Tasting cigars is like eating all your meals blindfolded. In the beginning, it’s “this is good” and “this is bad.” Because there is usually no specifics of what’s inside the cigar, you’re forced to tally up the results based on the band and the wrapper appearance alone. It takes patience and practice to discern the components when you can’t see the tobacco. Even so, most tobacco looks the same to the untrained eye. The key to being a knowledgeable cigar enthusiast is to figure out what you are tasting, and know what a good cigar is for you. There are plenty of $4 cigars that are much better for me than a $25 cigar. That is why this information is valuable, it’s not to impress (read: annoy) your buddies with “notes of raisin, and a long coffee finish.” This lesson is to save you time and money on lackluster cigars. After all, life is too short to waste time on cigars you don’t like.

When enjoying cigars, taste and smell go hand-in-hand.

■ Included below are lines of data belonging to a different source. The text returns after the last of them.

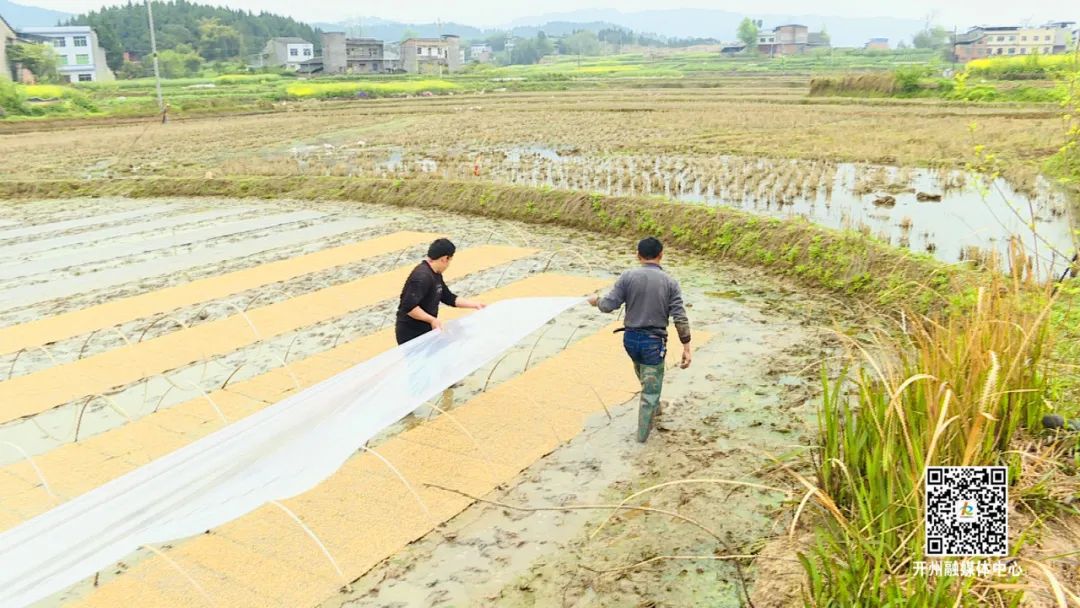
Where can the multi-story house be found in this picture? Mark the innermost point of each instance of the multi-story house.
(79, 57)
(877, 44)
(792, 39)
(352, 55)
(431, 55)
(986, 41)
(287, 52)
(481, 53)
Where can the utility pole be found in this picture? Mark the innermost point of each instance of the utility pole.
(153, 51)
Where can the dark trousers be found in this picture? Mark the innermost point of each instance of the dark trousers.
(647, 351)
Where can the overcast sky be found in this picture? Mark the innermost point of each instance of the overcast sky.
(498, 12)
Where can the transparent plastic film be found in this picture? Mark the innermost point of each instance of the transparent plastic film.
(274, 454)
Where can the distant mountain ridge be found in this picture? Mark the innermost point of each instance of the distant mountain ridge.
(22, 15)
(671, 23)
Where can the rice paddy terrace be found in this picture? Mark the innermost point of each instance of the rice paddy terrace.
(132, 328)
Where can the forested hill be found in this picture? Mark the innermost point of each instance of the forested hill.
(212, 31)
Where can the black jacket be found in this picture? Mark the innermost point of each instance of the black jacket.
(424, 288)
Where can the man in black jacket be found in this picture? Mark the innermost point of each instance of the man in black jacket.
(418, 310)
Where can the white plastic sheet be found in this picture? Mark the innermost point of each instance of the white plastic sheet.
(278, 453)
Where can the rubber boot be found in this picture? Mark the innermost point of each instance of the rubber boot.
(652, 379)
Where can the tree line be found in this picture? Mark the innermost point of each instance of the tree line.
(188, 35)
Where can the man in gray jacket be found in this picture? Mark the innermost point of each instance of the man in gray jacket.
(651, 297)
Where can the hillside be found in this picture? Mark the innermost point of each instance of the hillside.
(21, 15)
(181, 23)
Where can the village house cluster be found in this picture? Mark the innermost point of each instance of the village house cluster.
(80, 58)
(341, 54)
(986, 41)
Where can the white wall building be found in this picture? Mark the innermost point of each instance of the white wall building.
(79, 56)
(287, 51)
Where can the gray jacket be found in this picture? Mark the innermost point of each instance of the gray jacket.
(651, 297)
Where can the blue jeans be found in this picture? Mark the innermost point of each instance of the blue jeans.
(647, 351)
(644, 348)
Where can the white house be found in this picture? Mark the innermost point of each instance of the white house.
(287, 51)
(79, 56)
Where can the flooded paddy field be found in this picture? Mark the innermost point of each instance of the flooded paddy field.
(952, 214)
(175, 368)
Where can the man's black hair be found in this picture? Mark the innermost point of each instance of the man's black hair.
(650, 247)
(441, 247)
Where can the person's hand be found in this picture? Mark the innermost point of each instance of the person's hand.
(686, 356)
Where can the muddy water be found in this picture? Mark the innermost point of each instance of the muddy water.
(745, 395)
(963, 218)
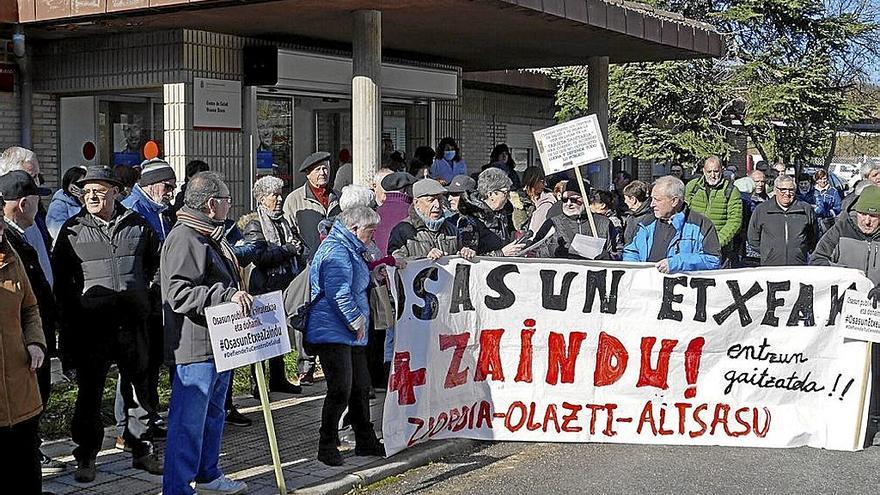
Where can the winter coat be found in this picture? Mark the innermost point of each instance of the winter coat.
(19, 394)
(304, 212)
(564, 229)
(154, 213)
(846, 246)
(62, 207)
(631, 222)
(721, 203)
(276, 265)
(694, 247)
(101, 268)
(194, 276)
(446, 171)
(411, 239)
(394, 210)
(29, 259)
(340, 281)
(783, 237)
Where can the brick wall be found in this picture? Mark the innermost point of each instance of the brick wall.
(44, 131)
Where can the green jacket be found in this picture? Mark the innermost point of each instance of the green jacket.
(721, 203)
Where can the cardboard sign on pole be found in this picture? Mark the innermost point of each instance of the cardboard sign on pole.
(238, 340)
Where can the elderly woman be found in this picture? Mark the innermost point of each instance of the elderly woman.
(485, 219)
(337, 330)
(280, 258)
(23, 347)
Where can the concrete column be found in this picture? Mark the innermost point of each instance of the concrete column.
(366, 98)
(597, 102)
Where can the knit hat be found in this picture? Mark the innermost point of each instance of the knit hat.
(155, 171)
(869, 200)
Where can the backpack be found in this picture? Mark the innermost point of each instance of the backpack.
(298, 300)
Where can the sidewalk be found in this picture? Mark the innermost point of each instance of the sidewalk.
(245, 454)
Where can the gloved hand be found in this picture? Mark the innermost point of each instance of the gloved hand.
(874, 296)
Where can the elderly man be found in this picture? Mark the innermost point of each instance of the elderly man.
(784, 229)
(852, 243)
(23, 350)
(314, 201)
(675, 238)
(199, 270)
(718, 199)
(22, 202)
(574, 221)
(105, 258)
(426, 233)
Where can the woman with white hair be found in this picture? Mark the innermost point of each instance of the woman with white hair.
(337, 330)
(280, 259)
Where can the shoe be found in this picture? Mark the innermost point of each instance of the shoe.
(149, 463)
(51, 466)
(307, 378)
(285, 387)
(221, 486)
(121, 445)
(85, 471)
(236, 418)
(330, 457)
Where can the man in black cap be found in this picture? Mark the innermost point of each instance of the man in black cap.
(314, 201)
(21, 201)
(106, 257)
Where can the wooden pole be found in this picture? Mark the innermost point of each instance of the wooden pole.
(577, 172)
(270, 428)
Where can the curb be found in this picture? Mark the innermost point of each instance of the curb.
(410, 459)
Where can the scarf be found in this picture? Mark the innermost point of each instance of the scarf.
(200, 222)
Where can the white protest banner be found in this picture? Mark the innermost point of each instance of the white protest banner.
(585, 351)
(571, 144)
(216, 104)
(861, 320)
(239, 340)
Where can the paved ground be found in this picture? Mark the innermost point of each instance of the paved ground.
(530, 468)
(245, 453)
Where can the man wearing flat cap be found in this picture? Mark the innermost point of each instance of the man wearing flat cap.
(105, 259)
(314, 201)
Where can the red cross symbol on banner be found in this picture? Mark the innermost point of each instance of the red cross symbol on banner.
(404, 381)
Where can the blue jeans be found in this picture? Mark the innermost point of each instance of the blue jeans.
(195, 427)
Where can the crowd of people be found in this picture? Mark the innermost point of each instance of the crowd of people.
(121, 269)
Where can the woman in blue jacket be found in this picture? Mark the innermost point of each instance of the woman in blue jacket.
(337, 330)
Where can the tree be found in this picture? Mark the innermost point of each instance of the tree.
(787, 80)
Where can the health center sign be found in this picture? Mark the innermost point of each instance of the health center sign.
(542, 350)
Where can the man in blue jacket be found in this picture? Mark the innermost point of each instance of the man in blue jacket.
(674, 238)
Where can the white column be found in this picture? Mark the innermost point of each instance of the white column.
(366, 98)
(597, 102)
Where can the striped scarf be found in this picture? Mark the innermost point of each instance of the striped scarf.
(200, 222)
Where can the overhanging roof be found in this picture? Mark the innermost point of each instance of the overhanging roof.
(473, 34)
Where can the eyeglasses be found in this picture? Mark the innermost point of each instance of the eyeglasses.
(101, 193)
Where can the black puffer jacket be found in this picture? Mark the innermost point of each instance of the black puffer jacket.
(847, 246)
(276, 265)
(105, 268)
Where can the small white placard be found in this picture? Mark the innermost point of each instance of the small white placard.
(860, 320)
(571, 144)
(587, 246)
(216, 103)
(238, 340)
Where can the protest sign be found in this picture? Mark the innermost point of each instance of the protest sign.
(861, 319)
(585, 351)
(571, 144)
(239, 340)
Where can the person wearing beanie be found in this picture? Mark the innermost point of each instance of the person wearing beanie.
(854, 242)
(153, 194)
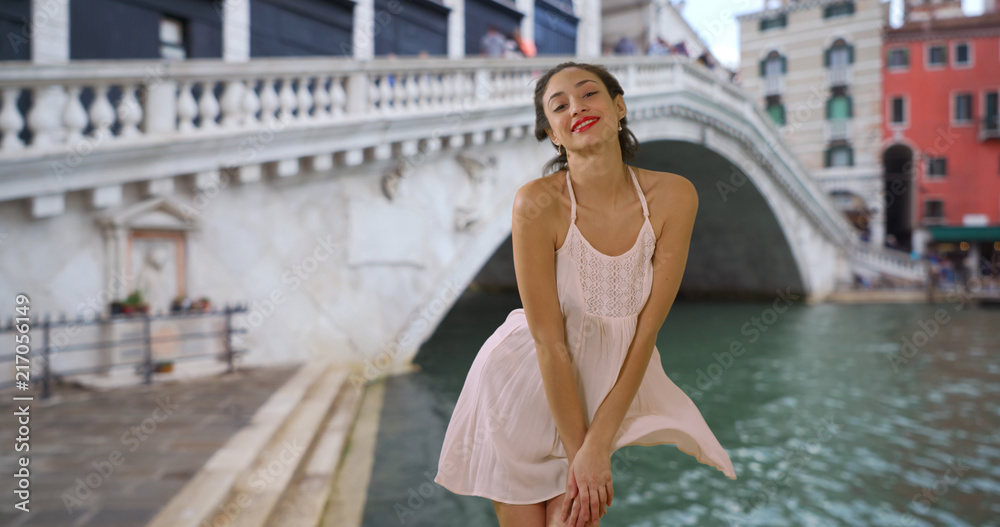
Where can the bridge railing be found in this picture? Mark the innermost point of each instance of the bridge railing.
(46, 107)
(893, 262)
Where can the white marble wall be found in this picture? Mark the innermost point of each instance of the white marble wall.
(327, 263)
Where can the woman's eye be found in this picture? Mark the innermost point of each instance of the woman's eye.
(556, 109)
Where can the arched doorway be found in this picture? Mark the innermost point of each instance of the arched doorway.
(853, 208)
(897, 161)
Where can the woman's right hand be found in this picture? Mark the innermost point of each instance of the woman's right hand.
(588, 496)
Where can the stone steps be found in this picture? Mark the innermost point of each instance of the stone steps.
(307, 496)
(244, 483)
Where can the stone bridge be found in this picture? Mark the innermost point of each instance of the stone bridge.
(350, 203)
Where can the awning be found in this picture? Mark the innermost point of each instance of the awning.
(965, 234)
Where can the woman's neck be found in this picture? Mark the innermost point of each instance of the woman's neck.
(604, 180)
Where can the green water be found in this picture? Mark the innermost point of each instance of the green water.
(826, 422)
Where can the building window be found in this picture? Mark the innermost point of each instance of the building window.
(937, 167)
(962, 54)
(839, 156)
(899, 59)
(898, 111)
(172, 44)
(771, 69)
(991, 117)
(774, 65)
(963, 108)
(934, 210)
(776, 110)
(937, 55)
(773, 22)
(844, 9)
(839, 107)
(839, 55)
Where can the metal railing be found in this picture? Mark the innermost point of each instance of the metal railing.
(989, 127)
(47, 326)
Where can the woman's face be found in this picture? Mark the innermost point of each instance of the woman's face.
(580, 110)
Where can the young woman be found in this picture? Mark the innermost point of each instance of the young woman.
(599, 251)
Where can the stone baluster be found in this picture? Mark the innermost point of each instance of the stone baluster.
(385, 94)
(374, 94)
(102, 114)
(358, 94)
(338, 97)
(268, 102)
(321, 94)
(481, 88)
(187, 108)
(305, 98)
(74, 116)
(129, 112)
(286, 98)
(11, 121)
(250, 103)
(45, 117)
(450, 87)
(399, 93)
(208, 106)
(232, 104)
(413, 97)
(435, 90)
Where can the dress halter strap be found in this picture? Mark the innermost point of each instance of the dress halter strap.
(572, 197)
(638, 189)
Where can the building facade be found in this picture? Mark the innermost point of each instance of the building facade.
(941, 145)
(816, 68)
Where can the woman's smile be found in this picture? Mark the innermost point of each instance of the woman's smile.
(588, 123)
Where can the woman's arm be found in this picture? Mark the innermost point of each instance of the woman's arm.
(669, 261)
(535, 269)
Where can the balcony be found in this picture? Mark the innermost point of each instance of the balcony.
(772, 85)
(989, 127)
(838, 130)
(838, 76)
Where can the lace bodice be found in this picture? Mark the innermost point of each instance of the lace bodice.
(612, 286)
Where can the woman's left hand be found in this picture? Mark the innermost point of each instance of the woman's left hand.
(588, 487)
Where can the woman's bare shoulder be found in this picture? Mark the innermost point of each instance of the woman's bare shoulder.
(540, 197)
(667, 193)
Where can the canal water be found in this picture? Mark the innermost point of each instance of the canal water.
(853, 415)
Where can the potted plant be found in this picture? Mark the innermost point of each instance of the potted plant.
(135, 303)
(180, 303)
(202, 304)
(163, 366)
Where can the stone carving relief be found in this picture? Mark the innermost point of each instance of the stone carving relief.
(146, 243)
(473, 201)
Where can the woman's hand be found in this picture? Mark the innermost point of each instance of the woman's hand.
(588, 486)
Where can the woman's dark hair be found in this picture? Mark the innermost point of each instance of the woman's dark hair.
(626, 139)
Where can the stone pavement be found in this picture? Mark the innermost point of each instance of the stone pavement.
(115, 458)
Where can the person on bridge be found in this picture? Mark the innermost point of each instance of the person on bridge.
(575, 374)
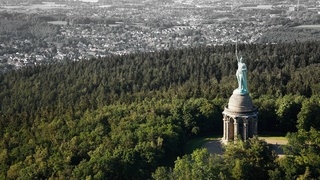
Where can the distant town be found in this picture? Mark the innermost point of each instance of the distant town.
(33, 32)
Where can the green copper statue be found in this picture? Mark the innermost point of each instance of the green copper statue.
(242, 78)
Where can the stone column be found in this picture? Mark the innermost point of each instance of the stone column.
(226, 133)
(255, 126)
(245, 129)
(236, 128)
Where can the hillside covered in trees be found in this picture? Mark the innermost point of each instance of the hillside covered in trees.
(122, 117)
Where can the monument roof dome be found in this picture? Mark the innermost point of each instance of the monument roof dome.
(240, 103)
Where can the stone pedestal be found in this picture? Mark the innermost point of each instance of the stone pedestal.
(240, 118)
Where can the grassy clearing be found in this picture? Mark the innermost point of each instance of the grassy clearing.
(198, 142)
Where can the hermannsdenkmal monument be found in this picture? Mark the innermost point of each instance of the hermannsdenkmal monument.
(240, 117)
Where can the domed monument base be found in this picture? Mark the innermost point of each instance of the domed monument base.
(240, 118)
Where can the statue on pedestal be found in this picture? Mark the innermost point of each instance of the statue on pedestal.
(241, 77)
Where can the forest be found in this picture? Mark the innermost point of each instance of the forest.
(128, 117)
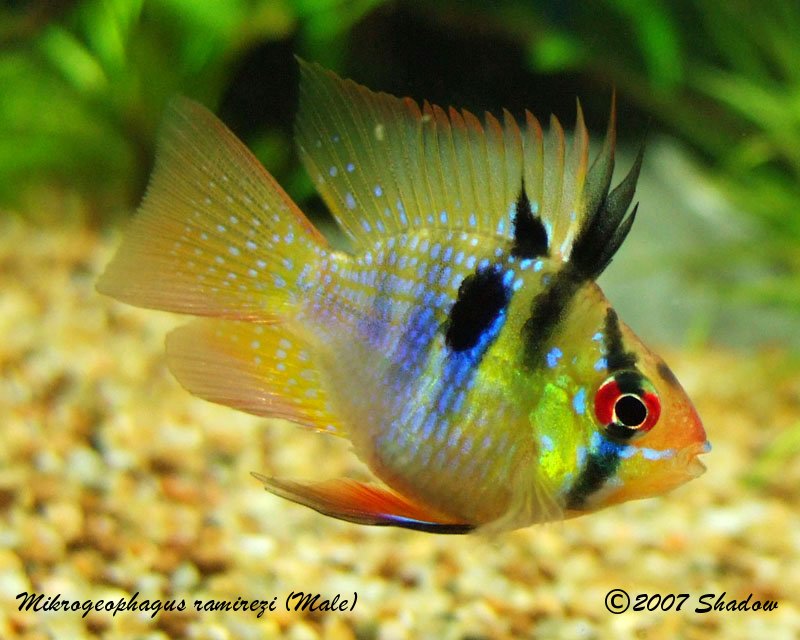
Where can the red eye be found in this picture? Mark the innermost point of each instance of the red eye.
(627, 405)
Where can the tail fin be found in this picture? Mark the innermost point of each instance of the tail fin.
(215, 235)
(263, 369)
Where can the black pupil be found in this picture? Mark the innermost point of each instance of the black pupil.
(630, 410)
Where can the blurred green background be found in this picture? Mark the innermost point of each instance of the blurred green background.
(715, 255)
(84, 84)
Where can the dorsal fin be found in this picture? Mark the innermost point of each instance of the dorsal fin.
(384, 166)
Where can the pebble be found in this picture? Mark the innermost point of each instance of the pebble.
(113, 479)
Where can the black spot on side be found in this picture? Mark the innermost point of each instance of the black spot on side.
(481, 298)
(616, 356)
(666, 374)
(530, 236)
(547, 310)
(600, 465)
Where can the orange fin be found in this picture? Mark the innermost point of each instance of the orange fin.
(215, 234)
(263, 369)
(363, 503)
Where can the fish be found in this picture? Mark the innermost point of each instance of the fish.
(459, 340)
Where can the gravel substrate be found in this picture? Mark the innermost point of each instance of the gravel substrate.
(113, 481)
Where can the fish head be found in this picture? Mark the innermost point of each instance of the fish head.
(660, 452)
(613, 422)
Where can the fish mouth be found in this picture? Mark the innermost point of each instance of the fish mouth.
(689, 460)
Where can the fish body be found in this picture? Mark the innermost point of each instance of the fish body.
(461, 343)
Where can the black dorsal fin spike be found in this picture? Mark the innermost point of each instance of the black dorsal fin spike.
(598, 178)
(530, 235)
(605, 228)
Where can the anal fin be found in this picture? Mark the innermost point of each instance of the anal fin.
(363, 503)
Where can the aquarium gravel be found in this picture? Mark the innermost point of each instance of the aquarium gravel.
(115, 483)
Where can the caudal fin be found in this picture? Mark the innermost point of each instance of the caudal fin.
(215, 235)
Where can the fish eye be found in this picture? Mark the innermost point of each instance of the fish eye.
(629, 410)
(627, 405)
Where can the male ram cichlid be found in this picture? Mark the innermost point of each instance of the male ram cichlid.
(462, 346)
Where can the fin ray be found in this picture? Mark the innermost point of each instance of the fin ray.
(263, 369)
(215, 234)
(362, 503)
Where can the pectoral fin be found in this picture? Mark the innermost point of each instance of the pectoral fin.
(363, 503)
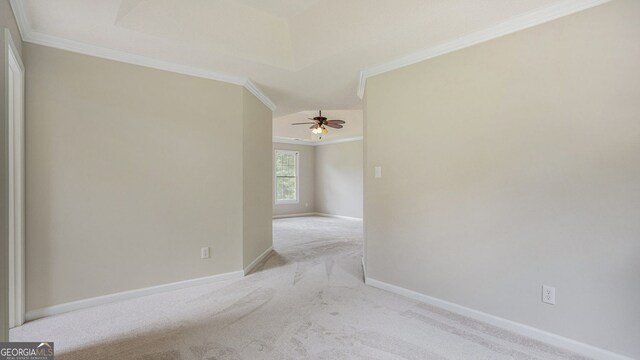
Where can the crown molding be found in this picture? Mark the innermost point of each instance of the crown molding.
(35, 37)
(286, 140)
(249, 85)
(512, 25)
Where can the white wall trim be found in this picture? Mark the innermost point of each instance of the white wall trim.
(528, 331)
(131, 294)
(316, 214)
(339, 217)
(512, 25)
(286, 140)
(35, 37)
(257, 261)
(259, 94)
(14, 113)
(283, 216)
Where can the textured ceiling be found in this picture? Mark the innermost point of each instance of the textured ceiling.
(303, 54)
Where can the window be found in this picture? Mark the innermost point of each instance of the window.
(286, 177)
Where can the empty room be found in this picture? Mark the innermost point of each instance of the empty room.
(319, 179)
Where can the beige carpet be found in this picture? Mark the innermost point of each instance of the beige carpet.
(307, 301)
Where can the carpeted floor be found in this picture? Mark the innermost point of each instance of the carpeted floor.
(307, 301)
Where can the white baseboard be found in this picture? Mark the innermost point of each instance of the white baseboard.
(257, 261)
(293, 215)
(528, 331)
(125, 295)
(338, 216)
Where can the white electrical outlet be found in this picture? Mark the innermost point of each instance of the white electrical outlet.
(548, 295)
(377, 173)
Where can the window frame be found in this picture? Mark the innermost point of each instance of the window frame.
(296, 155)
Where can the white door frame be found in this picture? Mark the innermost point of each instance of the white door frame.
(14, 86)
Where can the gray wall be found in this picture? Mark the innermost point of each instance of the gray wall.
(307, 158)
(339, 175)
(6, 21)
(512, 164)
(130, 171)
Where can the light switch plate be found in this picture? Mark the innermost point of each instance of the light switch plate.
(548, 295)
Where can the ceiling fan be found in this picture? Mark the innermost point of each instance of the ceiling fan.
(320, 123)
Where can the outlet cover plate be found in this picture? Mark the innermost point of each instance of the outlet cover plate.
(548, 294)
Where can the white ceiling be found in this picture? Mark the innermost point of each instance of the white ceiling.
(303, 54)
(352, 129)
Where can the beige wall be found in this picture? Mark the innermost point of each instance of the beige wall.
(6, 21)
(512, 164)
(257, 178)
(130, 171)
(339, 173)
(307, 158)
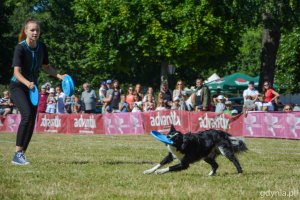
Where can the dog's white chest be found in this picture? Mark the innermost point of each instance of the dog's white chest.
(175, 153)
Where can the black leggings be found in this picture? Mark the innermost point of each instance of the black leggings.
(20, 97)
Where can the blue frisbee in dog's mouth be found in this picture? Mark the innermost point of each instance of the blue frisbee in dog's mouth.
(161, 137)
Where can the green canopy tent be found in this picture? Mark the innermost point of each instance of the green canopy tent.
(234, 83)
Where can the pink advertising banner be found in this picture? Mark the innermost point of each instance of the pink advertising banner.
(52, 123)
(2, 124)
(200, 121)
(123, 123)
(12, 122)
(272, 124)
(254, 124)
(162, 120)
(85, 124)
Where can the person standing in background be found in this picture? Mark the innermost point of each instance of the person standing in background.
(89, 99)
(43, 96)
(60, 98)
(202, 96)
(250, 91)
(270, 96)
(29, 56)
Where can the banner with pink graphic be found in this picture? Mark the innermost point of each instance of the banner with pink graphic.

With your mouth, you can pick up 5 flavors: sweet, salty, sour, bitter, and savory. Your nose can pick up thousands. If you’re not doing it already, enhance your cigar experience by cycling the smoke through your nose, as known as a retrohale. It’s simple, save about 20% of your draw and slowly release through your nose. The next step is to evaluate what you are perceiving in more detail than “good” and “bad.” The Four Pillars of Tasting are balance, flavor, body, and finish. When those four components are working in harmony, it leads to your “aha moment” when you fall in love with a cigar. The most important piece of this moment is the identification of flavor. If you know you like tobacco grown in Jalapa because its flavor is sweet, rich, and smooth, it makes new blends with that component much less of a gamble. After all, you wouldn’t order pizza if you detested tomato sauce and mozzarella cheese.

Hopefully I’ve whet your appetite for more information on tasting cigars. Even though I enjoyed that 5 Vegas Torpedo the first time around, I like it a whole lot more after battle-testing my palate, and training my senses to pick up on flavor. Once mastering flavor, you may want to go back and try every single cigar a second time, I sure did. In selecting cigars, your process will transform from “I only like certain strength cigars” to “I like this flavor, and I’ll choose the strength based on what I’m in the mood for at the moment.” It’s the whole reason to have a diverse collection of cigars to choose from. Don’t get me wrong, I’m not here to tell you how to enjoy the cigar(s) you love. But if you’re looking to expand your horizons and figure out what you are tasting, hopefully this article will have you well on the way.